The only difference is that this plot is showing all cities in the US. The vertical bars that apper in are a consecuence of the simple weighed average explained before.
Article plotted the only the cities with more than 10% of black population which removes some noise and results in a more clean scatter plot.
In [33]:
races = pd.read_csv('races/ACS_13_5YR_B02001_with_ann.csv', encoding='cp1252', skiprows=[0])
In [34]:
races = races[['Geography', 'Estimate; Total:', 'Estimate; Total: - Black or African American alone']]
In [35]:
races = races.set_index('Geography')
In [36]:
black_percentage = races['Estimate; Total: - Black or African American alone'] / races['Estimate; Total:']
In [37]:
subset = black_and_white[black_percentage > 0.1]
In [38]:
ax = subset.dropna().plot(kind='scatter', x='average_black', y='gap', color='black', alpha=0.1)
subset.ix[["Baltimore city, Maryland"]].plot(kind='scatter', x='average_black', y='gap', color='red', ax=ax, figsize=(8, 8))
Out[38]:
Using Bokeh is possible to convert the static matplotlib image to a javascript interactive visualization.
In [39]:
source = plt.ColumnDataSource(
data=dict(
black_income=subset.average_black,
gap=subset.gap,
city=subset.index,
)
)
p = plt.figure(tools='hover,reset,save',
title='', width=530, height=530,
x_axis_label="Average Black Income",
y_axis_label="Black-white income gap")
p.scatter(subset.average_black, subset.gap, size=5, color="black", alpha=0.05, source=source)
hover = p.select(dict(type=HoverTool))
hover.tooltips = [
("City", "@city"),
("Average Black Income ", "@black_income"),
("B-W income gap", "@gap"),
]
plt.show(p)
The big cloud in the middle might get a little bit messy to see since there are too many points in close together and the tooltip will try to show all of them.

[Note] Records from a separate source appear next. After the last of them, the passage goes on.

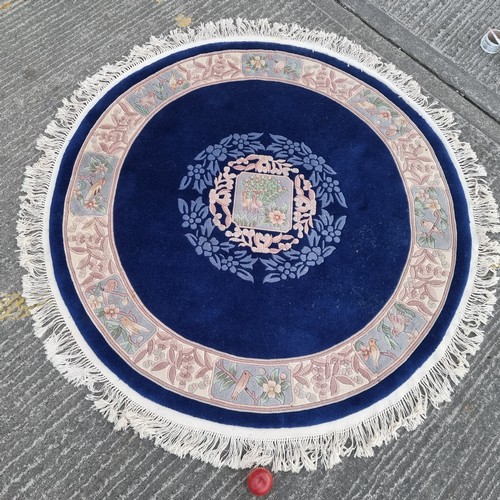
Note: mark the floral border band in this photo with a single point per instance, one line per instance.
(217, 378)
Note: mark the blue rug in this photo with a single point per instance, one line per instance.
(264, 237)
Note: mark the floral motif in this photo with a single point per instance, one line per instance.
(252, 384)
(90, 191)
(173, 361)
(244, 205)
(207, 164)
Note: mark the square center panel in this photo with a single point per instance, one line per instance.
(263, 201)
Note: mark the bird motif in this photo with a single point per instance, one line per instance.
(399, 322)
(175, 81)
(132, 327)
(431, 227)
(241, 384)
(374, 351)
(95, 189)
(108, 289)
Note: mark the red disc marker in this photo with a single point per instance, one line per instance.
(260, 481)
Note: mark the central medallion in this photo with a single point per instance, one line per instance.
(248, 206)
(266, 195)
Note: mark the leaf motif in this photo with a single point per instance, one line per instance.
(341, 200)
(355, 363)
(183, 206)
(364, 374)
(305, 148)
(140, 355)
(280, 397)
(201, 372)
(245, 275)
(171, 375)
(80, 250)
(207, 361)
(334, 386)
(192, 239)
(405, 310)
(328, 251)
(278, 138)
(171, 356)
(420, 306)
(302, 380)
(159, 366)
(271, 278)
(345, 380)
(198, 357)
(186, 180)
(340, 222)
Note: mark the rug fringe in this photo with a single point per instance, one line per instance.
(224, 449)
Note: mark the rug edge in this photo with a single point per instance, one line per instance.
(218, 449)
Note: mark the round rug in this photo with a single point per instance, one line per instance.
(258, 245)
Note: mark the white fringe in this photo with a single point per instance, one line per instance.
(216, 448)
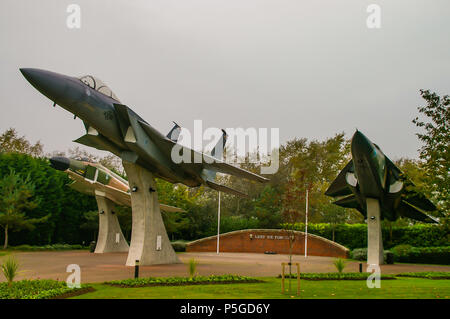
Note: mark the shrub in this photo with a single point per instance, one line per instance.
(179, 246)
(339, 263)
(359, 254)
(423, 255)
(401, 249)
(389, 257)
(192, 267)
(10, 269)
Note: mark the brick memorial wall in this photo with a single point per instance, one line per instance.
(268, 240)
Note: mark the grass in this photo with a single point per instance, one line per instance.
(428, 275)
(402, 288)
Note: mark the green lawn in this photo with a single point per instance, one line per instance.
(401, 288)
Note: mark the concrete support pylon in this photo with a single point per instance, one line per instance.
(150, 243)
(110, 236)
(374, 236)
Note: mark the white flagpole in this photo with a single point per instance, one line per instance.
(306, 226)
(218, 225)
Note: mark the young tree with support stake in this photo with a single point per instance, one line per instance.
(292, 213)
(16, 196)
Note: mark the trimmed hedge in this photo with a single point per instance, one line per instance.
(355, 235)
(410, 254)
(47, 247)
(36, 289)
(336, 276)
(361, 254)
(182, 281)
(423, 255)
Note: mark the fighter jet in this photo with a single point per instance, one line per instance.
(114, 127)
(371, 174)
(89, 177)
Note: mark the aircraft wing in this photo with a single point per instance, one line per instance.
(225, 189)
(222, 167)
(208, 162)
(407, 210)
(339, 187)
(117, 196)
(410, 194)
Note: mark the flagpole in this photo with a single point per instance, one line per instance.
(306, 226)
(218, 225)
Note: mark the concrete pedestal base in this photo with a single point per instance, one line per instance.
(110, 237)
(149, 241)
(374, 239)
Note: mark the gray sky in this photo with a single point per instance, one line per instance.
(311, 68)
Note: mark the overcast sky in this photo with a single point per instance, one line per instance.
(310, 68)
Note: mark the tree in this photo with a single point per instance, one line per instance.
(10, 142)
(436, 140)
(15, 198)
(292, 214)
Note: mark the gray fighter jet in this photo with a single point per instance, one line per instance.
(114, 127)
(371, 174)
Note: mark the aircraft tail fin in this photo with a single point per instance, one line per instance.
(174, 133)
(217, 151)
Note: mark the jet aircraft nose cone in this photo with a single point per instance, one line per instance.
(51, 84)
(32, 75)
(60, 163)
(360, 144)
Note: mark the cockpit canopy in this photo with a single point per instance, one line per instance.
(98, 85)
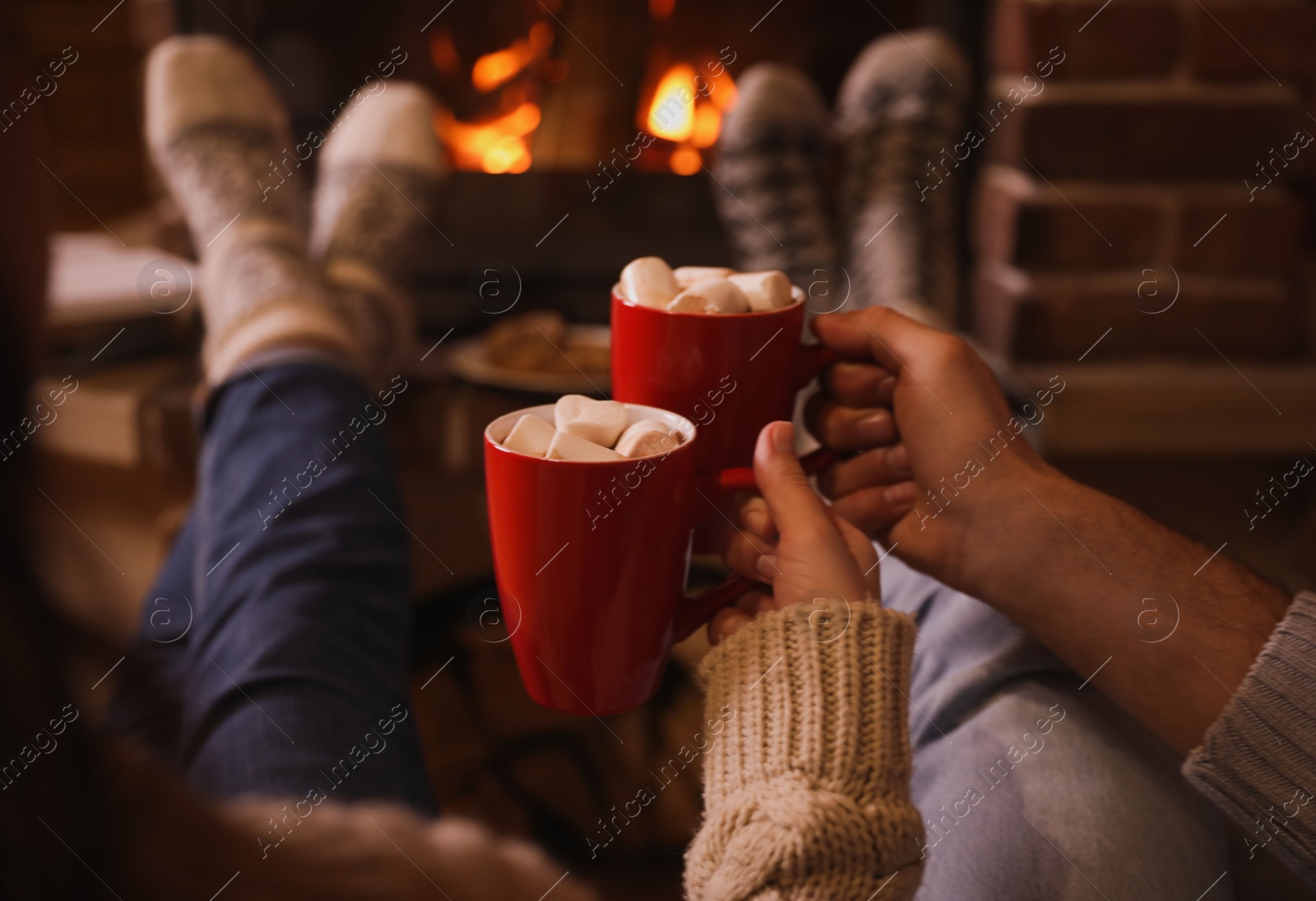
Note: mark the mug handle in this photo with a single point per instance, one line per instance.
(695, 612)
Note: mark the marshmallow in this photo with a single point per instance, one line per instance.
(711, 296)
(530, 436)
(565, 446)
(765, 291)
(649, 282)
(599, 421)
(648, 437)
(688, 275)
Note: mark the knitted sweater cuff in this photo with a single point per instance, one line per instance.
(807, 789)
(1258, 760)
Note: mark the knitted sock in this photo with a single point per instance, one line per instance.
(899, 112)
(379, 177)
(770, 171)
(215, 131)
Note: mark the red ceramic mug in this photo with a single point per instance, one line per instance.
(732, 374)
(591, 561)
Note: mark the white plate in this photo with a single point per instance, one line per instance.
(469, 361)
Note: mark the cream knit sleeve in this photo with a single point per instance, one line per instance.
(807, 789)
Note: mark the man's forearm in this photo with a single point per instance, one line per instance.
(1112, 592)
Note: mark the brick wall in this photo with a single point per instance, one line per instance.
(1138, 153)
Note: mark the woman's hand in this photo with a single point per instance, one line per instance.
(793, 543)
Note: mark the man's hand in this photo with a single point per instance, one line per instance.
(1073, 567)
(958, 441)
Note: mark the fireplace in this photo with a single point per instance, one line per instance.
(578, 131)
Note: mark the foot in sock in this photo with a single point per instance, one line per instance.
(214, 125)
(379, 175)
(770, 190)
(899, 109)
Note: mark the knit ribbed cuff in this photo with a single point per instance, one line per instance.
(807, 789)
(1258, 760)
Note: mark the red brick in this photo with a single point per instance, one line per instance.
(1061, 317)
(1026, 223)
(1138, 132)
(1253, 41)
(1023, 221)
(1123, 41)
(1256, 237)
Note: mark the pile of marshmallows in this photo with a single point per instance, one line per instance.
(590, 431)
(649, 282)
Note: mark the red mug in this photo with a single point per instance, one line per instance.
(591, 561)
(732, 374)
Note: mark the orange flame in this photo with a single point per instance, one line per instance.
(502, 66)
(498, 145)
(679, 113)
(671, 113)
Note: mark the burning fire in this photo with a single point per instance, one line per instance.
(693, 118)
(498, 145)
(502, 66)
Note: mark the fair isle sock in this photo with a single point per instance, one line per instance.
(214, 125)
(895, 115)
(379, 175)
(769, 177)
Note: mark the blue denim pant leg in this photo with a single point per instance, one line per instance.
(293, 671)
(1030, 787)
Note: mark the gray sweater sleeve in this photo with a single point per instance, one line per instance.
(1258, 760)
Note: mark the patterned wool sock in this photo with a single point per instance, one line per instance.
(898, 115)
(770, 187)
(379, 177)
(216, 133)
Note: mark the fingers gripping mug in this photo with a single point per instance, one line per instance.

But is more interesting to see the outliers since Memphis, Alabama in the top left corner or Hensley, Arkansas as the lower point.
This was a very simple article reproducing the results from the article "How Baltimore’s Young Black Men Are Boxed In". I highly recommend reading the original article to read the conclusions the author presents there since the objective of this article is to merely reproduce the results.
Beyond the simple code I learn about how much data is available by the US goverment, on this case the "American Fact Finder" . The website might not be as friendly as other data sources and you might have to spend a little bit of time trying to get the data you want but there is a lot of data which can lead to simple but interesting analysis like the original article.